Sherri Mason, a researcher at Penn State Behrend in Erie, was the first to report that finding.
Her discovery led to congressional action banning microbeads in consumer products.
On this week’s Exploradio, we spend some time with Mason finding out how microplastic pollution remains a health hazard.
Back in 2012, Sherri Mason, wasn’t sure what she’d find trawling Lake Erie with a large, fine-mesh net…
“We went into our studies thinking we’d be catching bigger plastic items, bags, bottles, Styrofoam containers, plastic straws…things like that, and instead the vast majority of what we found was microplastics, pieces smaller than five millimeters, and most of it around one millimeter, or the size of a grain of sand floating in the water, very easily ingested by organisms living in the water.
Public outcry from her discoveries led Congress to pass the Microbeads-Free Water Act.
"It banned microbeads from these wash-off personal care products, effective nationwide July 2018. That legislation has also been picked up by the United Kingdom, Canada, and is being considered in other international locations as well.”
Mason has now taken on a new project, analyzing the water we drink.
Testing tap water for microplastics
She began with testing tap water for tiny pieces of plastic.
Here’s what she found.
“93% of the samples that we collected here in the United States had micro plastic in them and most of those were fibers, like from our clothes. These are quickly becoming the dominant type of micro plastics. We find it in the air, in the soil, and we find it in our water, including our tap water."
“They're just everywhere, so as soon as that water comes in contact with air you're going to end up with fibers in it,” says Mason.
What about bottled water?
Mason says that when her tap water study was looked at, people were shocked by the findings, "but their response was, 'well, then I'll just drink more bottled water.'”

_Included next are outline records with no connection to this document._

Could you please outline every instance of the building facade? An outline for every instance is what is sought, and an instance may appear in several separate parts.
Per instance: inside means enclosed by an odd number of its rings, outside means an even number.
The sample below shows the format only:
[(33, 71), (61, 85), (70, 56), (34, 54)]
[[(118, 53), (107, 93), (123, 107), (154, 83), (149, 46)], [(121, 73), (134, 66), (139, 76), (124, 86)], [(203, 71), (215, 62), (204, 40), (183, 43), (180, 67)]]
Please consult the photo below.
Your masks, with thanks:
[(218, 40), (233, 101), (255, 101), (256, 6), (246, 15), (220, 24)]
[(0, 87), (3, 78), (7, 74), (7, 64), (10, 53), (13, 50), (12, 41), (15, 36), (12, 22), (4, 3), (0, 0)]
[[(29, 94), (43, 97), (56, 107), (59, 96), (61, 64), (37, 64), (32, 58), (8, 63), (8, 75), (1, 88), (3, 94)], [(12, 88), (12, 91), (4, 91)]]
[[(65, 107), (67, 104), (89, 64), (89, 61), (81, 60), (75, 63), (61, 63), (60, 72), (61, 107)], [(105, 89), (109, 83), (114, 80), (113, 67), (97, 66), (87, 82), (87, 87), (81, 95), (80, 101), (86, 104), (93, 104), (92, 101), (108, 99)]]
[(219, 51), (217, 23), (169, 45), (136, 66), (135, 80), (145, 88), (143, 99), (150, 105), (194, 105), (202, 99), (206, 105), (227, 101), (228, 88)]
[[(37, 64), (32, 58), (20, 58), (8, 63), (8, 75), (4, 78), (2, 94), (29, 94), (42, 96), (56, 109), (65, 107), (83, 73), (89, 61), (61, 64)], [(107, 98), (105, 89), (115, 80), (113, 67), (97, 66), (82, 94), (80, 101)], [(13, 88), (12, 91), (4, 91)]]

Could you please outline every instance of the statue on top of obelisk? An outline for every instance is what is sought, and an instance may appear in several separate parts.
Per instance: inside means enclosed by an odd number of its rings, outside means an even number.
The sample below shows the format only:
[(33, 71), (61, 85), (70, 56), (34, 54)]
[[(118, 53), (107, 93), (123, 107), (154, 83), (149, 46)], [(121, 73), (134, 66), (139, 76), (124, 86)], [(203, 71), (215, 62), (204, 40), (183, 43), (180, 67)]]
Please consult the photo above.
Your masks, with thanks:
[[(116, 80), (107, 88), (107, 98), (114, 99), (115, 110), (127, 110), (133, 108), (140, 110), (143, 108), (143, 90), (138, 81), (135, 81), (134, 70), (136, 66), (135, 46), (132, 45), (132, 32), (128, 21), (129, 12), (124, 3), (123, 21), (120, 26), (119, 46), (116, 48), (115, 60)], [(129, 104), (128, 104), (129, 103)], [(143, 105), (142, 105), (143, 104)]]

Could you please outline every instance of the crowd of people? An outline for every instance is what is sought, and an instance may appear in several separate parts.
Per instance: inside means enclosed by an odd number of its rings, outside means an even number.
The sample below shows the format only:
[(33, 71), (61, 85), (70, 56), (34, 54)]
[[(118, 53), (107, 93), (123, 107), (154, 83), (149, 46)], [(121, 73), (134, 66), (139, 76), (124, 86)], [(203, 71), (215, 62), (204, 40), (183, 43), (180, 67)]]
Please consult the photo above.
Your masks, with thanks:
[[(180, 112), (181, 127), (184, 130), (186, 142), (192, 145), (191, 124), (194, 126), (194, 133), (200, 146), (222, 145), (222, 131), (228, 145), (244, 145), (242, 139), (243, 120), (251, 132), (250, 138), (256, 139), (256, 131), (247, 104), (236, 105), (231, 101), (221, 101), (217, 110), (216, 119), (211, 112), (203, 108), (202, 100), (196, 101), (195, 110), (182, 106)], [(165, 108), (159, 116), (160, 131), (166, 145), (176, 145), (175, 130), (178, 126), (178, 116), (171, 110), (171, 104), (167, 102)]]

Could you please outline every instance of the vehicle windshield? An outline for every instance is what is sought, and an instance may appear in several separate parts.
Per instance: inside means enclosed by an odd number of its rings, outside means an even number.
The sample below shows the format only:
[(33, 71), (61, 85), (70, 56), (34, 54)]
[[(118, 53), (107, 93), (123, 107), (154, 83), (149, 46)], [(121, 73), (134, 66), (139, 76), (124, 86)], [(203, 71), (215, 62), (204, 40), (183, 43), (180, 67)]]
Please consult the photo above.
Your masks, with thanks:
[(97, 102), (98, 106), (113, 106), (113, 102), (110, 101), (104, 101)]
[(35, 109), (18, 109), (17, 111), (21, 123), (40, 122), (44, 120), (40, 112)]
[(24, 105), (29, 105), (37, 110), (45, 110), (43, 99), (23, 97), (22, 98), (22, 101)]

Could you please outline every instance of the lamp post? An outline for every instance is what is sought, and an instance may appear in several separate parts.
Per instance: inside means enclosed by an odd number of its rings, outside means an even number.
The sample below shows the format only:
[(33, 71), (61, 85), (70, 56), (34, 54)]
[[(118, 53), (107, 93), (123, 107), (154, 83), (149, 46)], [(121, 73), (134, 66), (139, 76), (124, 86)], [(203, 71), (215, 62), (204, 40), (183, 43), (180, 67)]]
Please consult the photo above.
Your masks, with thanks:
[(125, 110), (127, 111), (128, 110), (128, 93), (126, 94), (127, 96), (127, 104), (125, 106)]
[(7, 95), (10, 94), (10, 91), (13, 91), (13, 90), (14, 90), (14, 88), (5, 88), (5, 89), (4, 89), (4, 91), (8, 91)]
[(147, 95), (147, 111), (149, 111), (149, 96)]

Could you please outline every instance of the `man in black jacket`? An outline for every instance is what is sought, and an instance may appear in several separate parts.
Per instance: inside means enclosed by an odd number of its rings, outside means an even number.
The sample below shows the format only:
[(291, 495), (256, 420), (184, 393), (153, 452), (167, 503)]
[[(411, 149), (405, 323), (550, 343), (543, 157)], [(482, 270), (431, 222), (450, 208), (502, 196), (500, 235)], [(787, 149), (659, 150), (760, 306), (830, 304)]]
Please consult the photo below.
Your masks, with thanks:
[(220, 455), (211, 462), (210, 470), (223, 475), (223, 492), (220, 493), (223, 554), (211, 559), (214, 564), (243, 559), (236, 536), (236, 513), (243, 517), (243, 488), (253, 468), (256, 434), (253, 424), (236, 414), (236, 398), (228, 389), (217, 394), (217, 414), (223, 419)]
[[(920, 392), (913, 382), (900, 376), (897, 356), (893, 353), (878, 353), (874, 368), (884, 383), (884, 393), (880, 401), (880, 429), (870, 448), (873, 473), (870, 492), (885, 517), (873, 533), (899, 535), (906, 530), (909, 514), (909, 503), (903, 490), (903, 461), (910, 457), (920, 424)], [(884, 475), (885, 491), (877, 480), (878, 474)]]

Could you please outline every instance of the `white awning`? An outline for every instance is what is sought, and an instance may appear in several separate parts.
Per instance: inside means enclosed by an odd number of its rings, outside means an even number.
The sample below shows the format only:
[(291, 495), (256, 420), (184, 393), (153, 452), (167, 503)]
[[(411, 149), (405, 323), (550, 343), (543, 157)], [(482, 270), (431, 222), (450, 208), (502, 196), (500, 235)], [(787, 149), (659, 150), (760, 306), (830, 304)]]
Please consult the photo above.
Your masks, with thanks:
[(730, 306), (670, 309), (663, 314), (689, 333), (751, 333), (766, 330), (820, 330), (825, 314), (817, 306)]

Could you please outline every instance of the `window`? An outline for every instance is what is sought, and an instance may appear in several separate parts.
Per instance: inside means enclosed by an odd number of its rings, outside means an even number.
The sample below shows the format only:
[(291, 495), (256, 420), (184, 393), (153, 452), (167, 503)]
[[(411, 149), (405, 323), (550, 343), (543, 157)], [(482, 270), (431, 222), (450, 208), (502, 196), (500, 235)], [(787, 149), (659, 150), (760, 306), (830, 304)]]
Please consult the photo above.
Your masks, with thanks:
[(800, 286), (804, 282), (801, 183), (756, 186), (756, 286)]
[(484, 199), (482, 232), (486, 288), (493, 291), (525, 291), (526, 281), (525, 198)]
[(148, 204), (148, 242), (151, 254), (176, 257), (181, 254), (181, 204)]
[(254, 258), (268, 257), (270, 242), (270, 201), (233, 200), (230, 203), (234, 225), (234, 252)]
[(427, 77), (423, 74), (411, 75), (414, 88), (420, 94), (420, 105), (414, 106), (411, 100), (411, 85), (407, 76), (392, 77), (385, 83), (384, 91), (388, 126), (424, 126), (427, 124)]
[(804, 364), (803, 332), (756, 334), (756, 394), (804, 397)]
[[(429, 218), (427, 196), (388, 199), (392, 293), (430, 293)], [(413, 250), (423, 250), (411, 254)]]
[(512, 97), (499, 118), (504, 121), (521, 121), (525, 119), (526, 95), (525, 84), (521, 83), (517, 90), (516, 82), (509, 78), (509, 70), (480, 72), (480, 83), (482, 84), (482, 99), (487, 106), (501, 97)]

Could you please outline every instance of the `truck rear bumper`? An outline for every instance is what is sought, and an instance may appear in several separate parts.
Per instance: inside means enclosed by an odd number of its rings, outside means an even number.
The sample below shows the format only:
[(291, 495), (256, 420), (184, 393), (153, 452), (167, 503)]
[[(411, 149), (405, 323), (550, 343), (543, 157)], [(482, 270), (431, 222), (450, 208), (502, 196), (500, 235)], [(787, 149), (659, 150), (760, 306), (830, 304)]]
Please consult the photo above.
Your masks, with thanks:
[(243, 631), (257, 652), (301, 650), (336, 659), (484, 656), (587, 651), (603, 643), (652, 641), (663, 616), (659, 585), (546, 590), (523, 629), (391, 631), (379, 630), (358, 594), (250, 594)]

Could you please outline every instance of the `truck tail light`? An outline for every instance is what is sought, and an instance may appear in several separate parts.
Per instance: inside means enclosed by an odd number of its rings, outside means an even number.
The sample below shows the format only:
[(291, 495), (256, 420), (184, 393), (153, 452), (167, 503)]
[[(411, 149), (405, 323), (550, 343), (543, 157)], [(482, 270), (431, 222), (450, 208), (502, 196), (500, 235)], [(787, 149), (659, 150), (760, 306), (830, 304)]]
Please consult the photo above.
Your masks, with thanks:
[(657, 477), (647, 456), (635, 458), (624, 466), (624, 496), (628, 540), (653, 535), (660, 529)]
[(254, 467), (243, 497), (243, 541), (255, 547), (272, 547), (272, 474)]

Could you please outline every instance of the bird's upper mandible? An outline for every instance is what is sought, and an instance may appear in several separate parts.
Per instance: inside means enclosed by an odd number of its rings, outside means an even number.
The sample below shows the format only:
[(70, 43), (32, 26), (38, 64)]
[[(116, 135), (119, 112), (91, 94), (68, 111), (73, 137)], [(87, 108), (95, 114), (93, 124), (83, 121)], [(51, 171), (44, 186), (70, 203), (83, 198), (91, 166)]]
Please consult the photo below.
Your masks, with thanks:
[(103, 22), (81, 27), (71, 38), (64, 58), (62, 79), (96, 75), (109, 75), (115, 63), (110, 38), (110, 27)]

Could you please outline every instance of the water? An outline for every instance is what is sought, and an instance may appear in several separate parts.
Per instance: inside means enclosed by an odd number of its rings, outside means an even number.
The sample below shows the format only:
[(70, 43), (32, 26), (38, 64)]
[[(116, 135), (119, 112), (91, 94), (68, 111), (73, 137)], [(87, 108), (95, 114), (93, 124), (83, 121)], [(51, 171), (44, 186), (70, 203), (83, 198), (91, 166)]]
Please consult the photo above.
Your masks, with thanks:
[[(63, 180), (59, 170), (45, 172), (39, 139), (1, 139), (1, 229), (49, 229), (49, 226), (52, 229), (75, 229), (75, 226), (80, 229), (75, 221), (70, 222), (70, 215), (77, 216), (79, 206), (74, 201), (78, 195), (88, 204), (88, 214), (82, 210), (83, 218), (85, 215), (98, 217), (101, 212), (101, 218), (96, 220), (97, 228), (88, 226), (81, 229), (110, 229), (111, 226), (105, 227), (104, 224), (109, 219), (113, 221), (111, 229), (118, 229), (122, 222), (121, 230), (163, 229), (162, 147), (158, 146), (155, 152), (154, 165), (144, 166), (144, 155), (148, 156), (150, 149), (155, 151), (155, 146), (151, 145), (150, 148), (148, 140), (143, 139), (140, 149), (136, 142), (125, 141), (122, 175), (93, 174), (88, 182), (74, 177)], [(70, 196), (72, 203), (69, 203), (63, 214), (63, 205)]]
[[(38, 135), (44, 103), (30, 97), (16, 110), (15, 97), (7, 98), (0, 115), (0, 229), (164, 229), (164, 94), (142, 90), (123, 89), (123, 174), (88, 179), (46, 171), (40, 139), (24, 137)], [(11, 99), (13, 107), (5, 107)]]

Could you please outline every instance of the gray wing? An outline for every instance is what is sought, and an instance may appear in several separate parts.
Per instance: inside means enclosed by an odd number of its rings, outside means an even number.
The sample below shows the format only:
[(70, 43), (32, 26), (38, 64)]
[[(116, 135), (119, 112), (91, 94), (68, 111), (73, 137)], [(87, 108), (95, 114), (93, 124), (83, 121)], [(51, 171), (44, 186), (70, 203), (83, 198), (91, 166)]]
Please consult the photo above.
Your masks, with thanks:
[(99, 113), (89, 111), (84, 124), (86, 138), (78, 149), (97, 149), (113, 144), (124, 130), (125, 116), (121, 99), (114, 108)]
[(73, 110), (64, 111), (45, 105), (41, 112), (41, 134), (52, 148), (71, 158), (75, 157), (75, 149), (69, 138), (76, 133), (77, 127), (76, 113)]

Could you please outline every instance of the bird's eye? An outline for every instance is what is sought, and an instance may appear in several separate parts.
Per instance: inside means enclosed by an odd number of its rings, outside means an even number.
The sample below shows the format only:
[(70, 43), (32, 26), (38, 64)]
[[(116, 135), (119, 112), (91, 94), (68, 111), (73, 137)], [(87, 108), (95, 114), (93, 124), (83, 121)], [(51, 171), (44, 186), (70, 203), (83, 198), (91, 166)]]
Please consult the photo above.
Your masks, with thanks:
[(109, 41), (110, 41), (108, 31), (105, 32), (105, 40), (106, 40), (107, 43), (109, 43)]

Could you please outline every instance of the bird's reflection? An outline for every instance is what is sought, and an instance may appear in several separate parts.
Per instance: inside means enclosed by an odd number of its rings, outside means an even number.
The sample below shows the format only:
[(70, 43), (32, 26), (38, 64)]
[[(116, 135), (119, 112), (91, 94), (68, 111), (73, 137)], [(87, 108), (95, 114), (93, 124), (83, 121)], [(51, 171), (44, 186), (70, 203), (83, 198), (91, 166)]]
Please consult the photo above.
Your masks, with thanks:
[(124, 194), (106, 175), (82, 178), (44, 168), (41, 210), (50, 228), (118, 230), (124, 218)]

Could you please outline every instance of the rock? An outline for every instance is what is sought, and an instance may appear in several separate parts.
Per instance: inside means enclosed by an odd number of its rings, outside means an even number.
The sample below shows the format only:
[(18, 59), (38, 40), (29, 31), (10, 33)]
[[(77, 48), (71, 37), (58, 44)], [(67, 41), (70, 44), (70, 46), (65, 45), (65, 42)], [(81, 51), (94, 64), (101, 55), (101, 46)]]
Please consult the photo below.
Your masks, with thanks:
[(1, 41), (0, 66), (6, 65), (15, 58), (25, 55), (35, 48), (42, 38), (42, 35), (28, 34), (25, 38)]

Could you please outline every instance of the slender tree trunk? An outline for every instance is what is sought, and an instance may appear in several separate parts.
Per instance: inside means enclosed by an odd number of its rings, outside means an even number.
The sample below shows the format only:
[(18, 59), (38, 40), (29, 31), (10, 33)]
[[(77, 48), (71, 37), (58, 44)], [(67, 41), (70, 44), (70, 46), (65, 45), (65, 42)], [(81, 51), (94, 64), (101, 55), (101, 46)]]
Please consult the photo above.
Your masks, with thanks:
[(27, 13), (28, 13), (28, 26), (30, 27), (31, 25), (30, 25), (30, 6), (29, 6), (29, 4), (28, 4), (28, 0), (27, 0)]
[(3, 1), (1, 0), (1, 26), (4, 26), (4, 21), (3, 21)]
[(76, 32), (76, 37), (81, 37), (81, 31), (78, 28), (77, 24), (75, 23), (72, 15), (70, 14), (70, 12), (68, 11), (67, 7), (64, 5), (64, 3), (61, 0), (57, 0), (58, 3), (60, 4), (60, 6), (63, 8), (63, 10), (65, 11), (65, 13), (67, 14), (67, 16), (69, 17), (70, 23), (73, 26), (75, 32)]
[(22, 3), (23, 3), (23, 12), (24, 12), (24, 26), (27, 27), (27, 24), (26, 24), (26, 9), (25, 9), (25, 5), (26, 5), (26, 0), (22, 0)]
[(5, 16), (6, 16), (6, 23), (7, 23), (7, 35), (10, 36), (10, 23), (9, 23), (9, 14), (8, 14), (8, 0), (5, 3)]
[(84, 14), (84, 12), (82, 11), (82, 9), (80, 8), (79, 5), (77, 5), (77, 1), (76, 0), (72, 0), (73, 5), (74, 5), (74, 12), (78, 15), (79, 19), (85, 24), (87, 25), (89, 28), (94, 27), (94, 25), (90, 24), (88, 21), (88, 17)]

Mason then did a global assessment looking at 11 brands of bottled water. She found 93% of them also contained microplastics…
“But was what was really interesting in this study was the fact that in the tap water, it was all fibers, but in the bottled water, it was mostly fragments, and specifically polypropylene and then polyethylene terephthalate, which are the plastics that are used to manufacture the bottle and the bottle cap."
"And 4% of our plastics actually had industrial lubricants on them. So it's the actual act of bottling the water that's contributing most of the plastic to that water," says Mason.
How much plastic are we drinking?
Mason says that on average she found 325 pieces of plastic per liter of bottled water.
"And in the United States, most of our bottles of water are 500 milliliters, so half of that, or around 175 -180 pieces of plastic in every bottle of water that you would be drinking.”
She says the vast majority of them are microscopic…
“And I know that people are like, ‘Oh, well, if it's small, and I can't see it, then what's the matter?’ And it’s actually the smaller the plastic is, the greater the potential for harm. Because when a particle gets smaller than 100 microns, which is the width of a human hair, it can actually make its way across your gastrointestinal tract into your bloodstream.”
She says those microplastics can then be carried in your blood, "and end-up in organs like your kidney and your liver. And even actually, if it's small enough, it can make its way into your brain.”
Mason says we don't fully understand the impact of these ingested microplastics.
“Science happens very slowly," says Mason. "So there are studies where they've looked at how does plastic affect a liver cell, you know, and it induces oxidative stress,” which includes inflammation and responses from the immune system.
Mason feels the evidence that is emerging is that the effects are unlikely to be completely benign.
The jury is still out on how dangerous the consumption of microplastics is to human health, according to a recent study by the World Health Organization. But the group acknowledges that assessment is based on limited evidence.